I have implemented CDC - SCD Type 2 on the customer data set.
I have implemented CDC on large of columns but the ask is to track behavior for only subset of those columns.
In the below input table I have ID column for the customer and RATE_CODE as one of the CDC field and START and END DATES are the CDC changes dates.
In this I wan't to know how over a period of time the customer data(RATE_CODE) is changing.

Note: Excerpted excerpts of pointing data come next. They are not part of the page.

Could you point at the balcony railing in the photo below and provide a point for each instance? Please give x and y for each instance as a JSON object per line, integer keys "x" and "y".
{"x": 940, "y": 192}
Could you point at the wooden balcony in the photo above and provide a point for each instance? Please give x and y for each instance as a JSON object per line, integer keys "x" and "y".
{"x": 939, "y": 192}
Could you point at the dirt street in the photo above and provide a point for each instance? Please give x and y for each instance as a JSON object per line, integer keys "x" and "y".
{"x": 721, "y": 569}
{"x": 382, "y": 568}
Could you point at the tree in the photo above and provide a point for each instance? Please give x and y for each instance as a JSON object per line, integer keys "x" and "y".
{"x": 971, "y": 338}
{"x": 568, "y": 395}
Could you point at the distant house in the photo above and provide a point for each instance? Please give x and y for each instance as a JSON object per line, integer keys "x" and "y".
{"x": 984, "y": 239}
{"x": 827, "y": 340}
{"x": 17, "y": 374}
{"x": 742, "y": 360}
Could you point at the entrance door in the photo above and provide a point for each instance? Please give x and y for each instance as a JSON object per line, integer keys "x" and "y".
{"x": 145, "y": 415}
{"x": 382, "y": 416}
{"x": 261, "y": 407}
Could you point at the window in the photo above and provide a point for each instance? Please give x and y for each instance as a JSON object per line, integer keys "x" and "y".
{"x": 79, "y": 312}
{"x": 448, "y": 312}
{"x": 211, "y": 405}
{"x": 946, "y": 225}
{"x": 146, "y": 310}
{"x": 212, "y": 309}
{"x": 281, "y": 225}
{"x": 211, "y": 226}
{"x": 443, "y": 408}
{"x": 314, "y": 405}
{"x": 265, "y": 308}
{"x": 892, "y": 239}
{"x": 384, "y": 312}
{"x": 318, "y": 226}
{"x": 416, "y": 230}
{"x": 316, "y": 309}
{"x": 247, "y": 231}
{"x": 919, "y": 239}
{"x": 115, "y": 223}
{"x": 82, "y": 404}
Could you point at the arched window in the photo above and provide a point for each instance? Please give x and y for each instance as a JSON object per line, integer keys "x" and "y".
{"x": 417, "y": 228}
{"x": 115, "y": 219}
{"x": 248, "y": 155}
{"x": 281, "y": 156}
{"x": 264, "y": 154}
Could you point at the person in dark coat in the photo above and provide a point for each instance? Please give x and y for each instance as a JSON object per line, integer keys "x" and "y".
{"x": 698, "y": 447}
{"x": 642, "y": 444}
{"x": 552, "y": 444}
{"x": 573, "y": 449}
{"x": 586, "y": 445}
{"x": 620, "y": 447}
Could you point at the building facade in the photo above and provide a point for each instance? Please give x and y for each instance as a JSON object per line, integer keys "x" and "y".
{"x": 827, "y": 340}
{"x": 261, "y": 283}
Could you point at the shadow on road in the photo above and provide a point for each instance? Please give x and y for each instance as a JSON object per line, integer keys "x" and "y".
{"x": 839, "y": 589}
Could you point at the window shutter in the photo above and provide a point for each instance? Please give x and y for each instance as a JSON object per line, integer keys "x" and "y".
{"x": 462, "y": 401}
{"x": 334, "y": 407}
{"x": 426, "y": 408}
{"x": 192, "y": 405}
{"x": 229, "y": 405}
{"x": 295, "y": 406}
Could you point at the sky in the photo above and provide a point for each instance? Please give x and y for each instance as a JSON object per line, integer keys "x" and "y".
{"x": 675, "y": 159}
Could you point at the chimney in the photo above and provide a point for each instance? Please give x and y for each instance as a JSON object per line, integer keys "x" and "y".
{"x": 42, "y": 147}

EX Row 1-3 has same RATE_CODE thus i need min(START_DATE) from ROW#1 and max(END_DATE) from ROW#3.
I tried applying group by on (ID,RATE_CODE) and min and max on dates but it is giving wrong value as in that case the max value will be picked from ROW#9 (for which I want a separate entry considering the ROW#6-9)
INPUT TABLE
ROW NUMBER | ID | RATE_CODE | START_DATE | END_DATE |
---|---|---|---|---|
1 | 1 | A1 | 01-01-2021 | 18-01-2021 |
2 | 1 | A1 | 18-01-2021 | 25-02-2021 |
3 | 1 | A1 | 25-02-2021 | 15-03-2021 |
4 | 1 | A2 | 15-03-2021 | 28-03-2021 |
5 | 1 | A2 | 28-03-2021 | 28-05-2021 |
6 | 1 | A1 | 28-05-2021 | 28-06-2021 |
7 | 1 | A1 | 28-06-2021 | 12-07-2021 |
8 | 1 | A1 | 20-07-2021 | 28-07-2021 |
9 | 1 | A1 | 28-08-2021 | 13-09-2021 |
10 | 1 | A2 | 13-09-2021 | 13-10-2021 |
EXPECTED OUTPUT
ID | RATE_CODE | START_DATE | END_DATE |
---|---|---|---|
1 | A1 | 01-01-2021 | 15-03-2021 |
1 | A2 | 15-03-2021 | 28-05-2021 |
1 | A1 | 28-05-2021 | 13-09-2021 |
1 | A2 | 13-09-2021 | 13-10-2021 |
There could be some articles or answer on the net as well but due to framing of the question I couldn't find them.
I want the solution in SQL but for the community PySpark and other languages are also welcomed.